Jumlah operasi peretasan negara-bangsa yang bermusuhan meningkat karena negara-negara baru berinvestasi dalam kampanye penyusupan dunia maya dan kelompok penyerang yang didukung negara mengambil keuntungan dari peningkatan organisasi yang mengadopsi aplikasi cloud.
Laporan Ancaman Global 2022 Crowdstrike merinci bagaimana lanskap ancaman dunia maya telah berkembang selama setahun terakhir. Salah satu perkembangan itu adalah munculnya negara-negara baru yang terlibat dalam operasi siber ofensif, termasuk Turki dan Kolombia.
Serangan oleh kelompok terkait Turki dirinci sebagai serangan oleh ‘Serigala’ sementara serangan oleh operasi Kolombia telah Dijuluki ‘Ocelot’ dengan cara yang mirip dengan cara peneliti keamanan siber menyebut aktivitas yang didukung pemerintah Rusia ‘Beruang’ atau kelompok peretas Cina ‘Panda’.
Kegiatan oleh salah satu kelompok baru ini dirinci dalam laporan; kelompok peretasan yang berbasis di Turki, dijuluki Cosmic Wolf oleh para peneliti, menargetkan data korban yang tidak ditentukan yang disimpan dalam lingkungan cloud Amazon Web Services (AWS) pada April 2021.
Penyerang dapat membobol lingkungan cloud AWS menggunakan nama pengguna dan kata sandi yang dicuri, yang juga memberi penyerang hak istimewa yang diperlukan untuk mengubah baris perintah. Itu berarti mereka dapat mengubah pengaturan keamanan untuk mengizinkan akses langsung Secure Shell Protocol (SSH) ke AWS dari infrastruktur mereka sendiri, memungkinkan pencurian data.
Salah satu alasan negara meningkatkan kemampuan siber ofensif mereka adalah karena dampak pandemi global. Penguncian dan pemeriksaan perjalanan yang ketat mempersulit teknik spionase tradisional untuk menjadi efektif, yang mengarah pada investasi dalam operasi dunia maya.
Pergeseran menuju aplikasi cloud dan layanan cloud IT juga telah memainkan peran tanpa disadari dalam membuat serangan siber menjadi lebih mudah. Munculnya pekerjaan hibrida berarti banyak karyawan tidak berbasis di kantor, alih-alih terhubung dari jarak jauh melalui aplikasi kolaboratif, VPN, dan layanan lainnya menggunakan nama pengguna dan kata sandi.

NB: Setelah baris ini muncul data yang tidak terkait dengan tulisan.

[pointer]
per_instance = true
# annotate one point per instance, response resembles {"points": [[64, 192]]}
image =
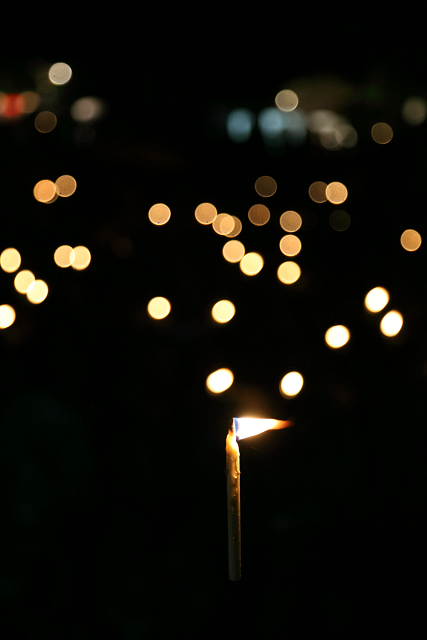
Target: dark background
{"points": [[112, 453]]}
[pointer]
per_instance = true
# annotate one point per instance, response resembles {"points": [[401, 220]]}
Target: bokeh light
{"points": [[290, 221], [158, 308], [336, 192], [223, 311], [23, 280], [7, 316], [391, 324], [159, 214], [290, 245], [337, 336], [291, 384], [10, 260], [219, 380], [205, 213], [82, 258], [64, 256], [60, 73], [288, 272], [251, 264], [317, 191], [259, 214], [339, 220], [233, 251], [414, 111], [382, 133], [266, 186], [376, 299], [286, 100], [37, 291], [410, 240], [45, 121]]}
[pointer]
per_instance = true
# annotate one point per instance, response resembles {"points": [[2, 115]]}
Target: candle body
{"points": [[233, 505]]}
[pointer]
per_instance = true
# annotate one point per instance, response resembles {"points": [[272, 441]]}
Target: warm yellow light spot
{"points": [[45, 121], [336, 192], [317, 191], [290, 245], [251, 264], [288, 272], [410, 240], [382, 133], [37, 291], [82, 258], [286, 100], [376, 299], [223, 311], [266, 186], [60, 73], [223, 224], [391, 324], [339, 220], [259, 214], [237, 228], [158, 308], [233, 251], [159, 214], [205, 213], [10, 260], [291, 384], [219, 380], [337, 336], [64, 256], [290, 221], [7, 316], [22, 281], [65, 186], [45, 191]]}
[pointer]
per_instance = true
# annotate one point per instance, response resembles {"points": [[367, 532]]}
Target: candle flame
{"points": [[246, 427]]}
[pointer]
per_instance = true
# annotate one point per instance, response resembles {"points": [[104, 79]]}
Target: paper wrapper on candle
{"points": [[233, 504]]}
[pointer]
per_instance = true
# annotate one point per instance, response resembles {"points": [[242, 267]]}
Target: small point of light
{"points": [[158, 308], [219, 380], [337, 336], [339, 220], [336, 192], [82, 258], [45, 121], [291, 384], [7, 316], [290, 245], [64, 256], [391, 324], [223, 311], [410, 240], [259, 214], [10, 260], [251, 264], [290, 221], [233, 251], [205, 213], [317, 191], [37, 291], [266, 186], [289, 272], [382, 133], [376, 299], [23, 280], [159, 214], [60, 73], [286, 100]]}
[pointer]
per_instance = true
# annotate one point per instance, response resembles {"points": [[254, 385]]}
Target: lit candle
{"points": [[240, 428]]}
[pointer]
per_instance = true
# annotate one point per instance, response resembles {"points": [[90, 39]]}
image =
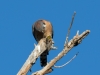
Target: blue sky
{"points": [[17, 42]]}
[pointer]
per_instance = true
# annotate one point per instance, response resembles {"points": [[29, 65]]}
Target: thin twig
{"points": [[67, 62]]}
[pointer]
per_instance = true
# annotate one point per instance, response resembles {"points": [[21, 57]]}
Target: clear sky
{"points": [[17, 42]]}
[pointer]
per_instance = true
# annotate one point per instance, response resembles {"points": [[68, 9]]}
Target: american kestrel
{"points": [[42, 29]]}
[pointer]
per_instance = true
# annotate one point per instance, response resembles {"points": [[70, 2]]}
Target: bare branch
{"points": [[67, 62], [73, 42], [68, 33]]}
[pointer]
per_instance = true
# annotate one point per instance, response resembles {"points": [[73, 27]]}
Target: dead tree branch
{"points": [[73, 42]]}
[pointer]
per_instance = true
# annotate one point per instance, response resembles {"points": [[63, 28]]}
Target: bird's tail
{"points": [[43, 58]]}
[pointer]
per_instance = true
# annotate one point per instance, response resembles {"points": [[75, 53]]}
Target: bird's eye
{"points": [[43, 23]]}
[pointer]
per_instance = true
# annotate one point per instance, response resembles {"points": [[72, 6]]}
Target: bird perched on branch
{"points": [[42, 29]]}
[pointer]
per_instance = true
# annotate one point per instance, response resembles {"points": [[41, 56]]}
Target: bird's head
{"points": [[40, 25]]}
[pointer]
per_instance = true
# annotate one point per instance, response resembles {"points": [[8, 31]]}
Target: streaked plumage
{"points": [[42, 29]]}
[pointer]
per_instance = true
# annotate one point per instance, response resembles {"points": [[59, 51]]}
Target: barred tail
{"points": [[43, 58]]}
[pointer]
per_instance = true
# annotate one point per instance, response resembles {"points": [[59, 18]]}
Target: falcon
{"points": [[42, 29]]}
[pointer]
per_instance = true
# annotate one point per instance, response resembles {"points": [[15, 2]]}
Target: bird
{"points": [[42, 29]]}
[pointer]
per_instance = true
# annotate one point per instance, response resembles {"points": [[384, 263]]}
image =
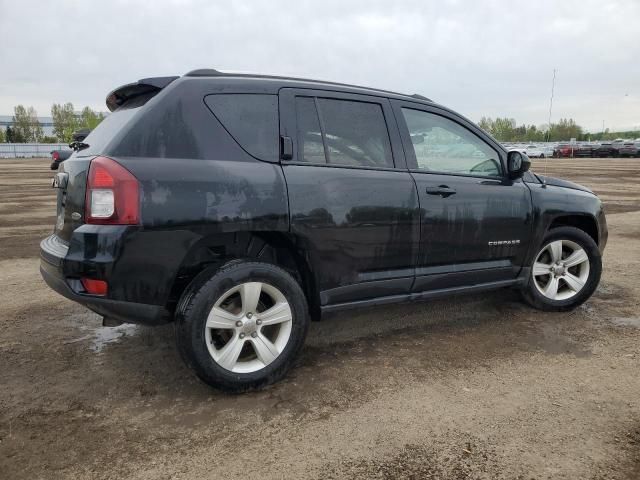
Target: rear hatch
{"points": [[71, 180]]}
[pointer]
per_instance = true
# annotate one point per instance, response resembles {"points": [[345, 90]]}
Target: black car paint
{"points": [[358, 236]]}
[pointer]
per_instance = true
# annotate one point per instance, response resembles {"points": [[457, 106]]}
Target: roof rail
{"points": [[204, 72], [211, 72]]}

Itu membuat menjadi produktif saat bekerja dari jarak jauh lebih mudah bagi karyawan tetapi juga membuat segalanya lebih sederhana untuk kelompok peretas, yang secara diam-diam dapat mengakses jaringan dengan nama pengguna dan kata sandi yang dicuri atau ditebak.

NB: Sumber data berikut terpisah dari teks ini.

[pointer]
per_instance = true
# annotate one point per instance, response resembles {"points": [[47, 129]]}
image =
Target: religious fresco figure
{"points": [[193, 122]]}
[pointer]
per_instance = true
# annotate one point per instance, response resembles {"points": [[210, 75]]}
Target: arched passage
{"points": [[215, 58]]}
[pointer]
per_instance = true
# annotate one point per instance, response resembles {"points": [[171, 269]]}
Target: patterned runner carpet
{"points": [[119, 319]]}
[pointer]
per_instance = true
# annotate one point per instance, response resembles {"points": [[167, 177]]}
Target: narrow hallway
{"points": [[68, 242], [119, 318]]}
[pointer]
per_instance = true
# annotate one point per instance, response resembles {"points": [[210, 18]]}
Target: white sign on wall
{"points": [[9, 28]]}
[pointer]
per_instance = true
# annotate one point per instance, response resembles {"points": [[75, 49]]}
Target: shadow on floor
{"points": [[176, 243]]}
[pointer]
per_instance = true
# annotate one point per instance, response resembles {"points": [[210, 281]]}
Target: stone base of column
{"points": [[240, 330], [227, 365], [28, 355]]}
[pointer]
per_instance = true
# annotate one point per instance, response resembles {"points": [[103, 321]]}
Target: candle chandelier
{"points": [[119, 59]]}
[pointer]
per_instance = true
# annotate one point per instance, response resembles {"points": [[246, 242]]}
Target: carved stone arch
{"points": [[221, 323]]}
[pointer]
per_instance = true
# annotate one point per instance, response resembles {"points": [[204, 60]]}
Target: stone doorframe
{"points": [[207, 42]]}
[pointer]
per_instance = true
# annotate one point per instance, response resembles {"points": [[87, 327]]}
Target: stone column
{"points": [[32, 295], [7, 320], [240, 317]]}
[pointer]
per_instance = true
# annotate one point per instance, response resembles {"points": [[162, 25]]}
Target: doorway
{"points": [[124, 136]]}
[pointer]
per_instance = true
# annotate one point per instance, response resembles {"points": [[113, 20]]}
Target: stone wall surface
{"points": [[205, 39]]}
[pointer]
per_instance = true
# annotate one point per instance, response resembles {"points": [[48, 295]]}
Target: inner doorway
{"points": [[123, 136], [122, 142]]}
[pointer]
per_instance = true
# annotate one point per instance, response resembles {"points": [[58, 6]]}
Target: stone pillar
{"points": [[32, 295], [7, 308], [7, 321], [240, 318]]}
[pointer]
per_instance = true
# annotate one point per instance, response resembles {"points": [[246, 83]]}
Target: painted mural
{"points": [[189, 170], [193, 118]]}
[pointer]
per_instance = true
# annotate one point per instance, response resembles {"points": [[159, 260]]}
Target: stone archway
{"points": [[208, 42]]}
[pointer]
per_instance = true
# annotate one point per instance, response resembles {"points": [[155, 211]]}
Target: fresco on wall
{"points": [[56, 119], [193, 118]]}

Beberapa insiden keamanan siber terbesar dalam beberapa tahun terakhir, seperti serangan SolarWinds dan Microsoft Exchange, telah menunjukkan bagaimana serangan yang menargetkan layanan cloud dan rantai pasokan cloud bisa menjadi kuat, terutama jika cloud salah dikonfigurasi atau dipantau dengan buruk.
Namun, ada langkah-langkah yang dapat diambil organisasi untuk membantu membuat jaringan dan infrastruktur cloud mereka lebih tahan terhadap serangan siber, termasuk penerapan strategi tanpa kepercayaan untuk tidak memercayai perangkat yang terhubung ke jaringan secara default.
Makalah penelitian juga merekomendasikan bahwa organisasi bekerja untuk menghilangkan kesalahan konfigurasi dalam aplikasi dan layanan cloud mereka dengan mengatur pola default untuk menyiapkan cloud, jadi ketika akun baru disiapkan, itu dilakukan dengan cara yang dapat diprediksi, meminimalkan kemungkinan kesalahan manusia tidak terdeteksi.